But then the scoring functions have a different signature than sklearn scoring functions and we should try to keep custom code needed for skorch at a minimum.

PS: It can become more complicated than that, e.g. sometimes I need the y (not y_pred) that comes out of the dataset/dataloader, sometimes the y as in net.fit(X, y). When caching is on, I get the Subset and can extract the y from it, without caching it's more complicated.

benjamin-work avatar Nov 29 '18 16:11 benjamin-work

I admit the following is a fairly strange proposal: When in the scoring functions, we can temporary replace the predict function with NeuralNet.predict(..., cache=False) to allow scorers to control when they want to avoid the cache.

thomasjpfan avatar Dec 09 '18 17:12 thomasjpfan

Could you elaborate on that?

benjamin-work avatar Dec 10 '18 13:12 benjamin-work

On second thought, patching out the predict function is not ideal. We need a way to allow a user to disable the cache in the scoring function. Maybe another context manager:

def score_something(net, X, y):
    with skorch.helper.disable_cache(net):
        y_pred = net.predict(X)
    ...

thomasjpfan avatar Dec 10 '18 23:12 thomasjpfan

We started out with the premise that it is easy to make an error with caching enabled and not noticing it. If users have to use a context manager, they are already aware of caching and might as well disable it on the callback directly.

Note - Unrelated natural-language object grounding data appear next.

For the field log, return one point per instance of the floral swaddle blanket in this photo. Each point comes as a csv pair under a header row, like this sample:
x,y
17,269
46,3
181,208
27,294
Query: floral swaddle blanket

As said earlier, it would be nice if we could force the user to make a conscious choice about whether to use caching or not, but my proposal involves breaking the API or having a bunch of custom code. Also, we shouldn't disrupt code that currently just work, so I would oppose changing the default.

Another issue for me is that the data you get in your scoring callback changes depending on whether caching is on or not, which is not at all ideal.

benjamin-work avatar Dec 11 '18 14:12 benjamin-work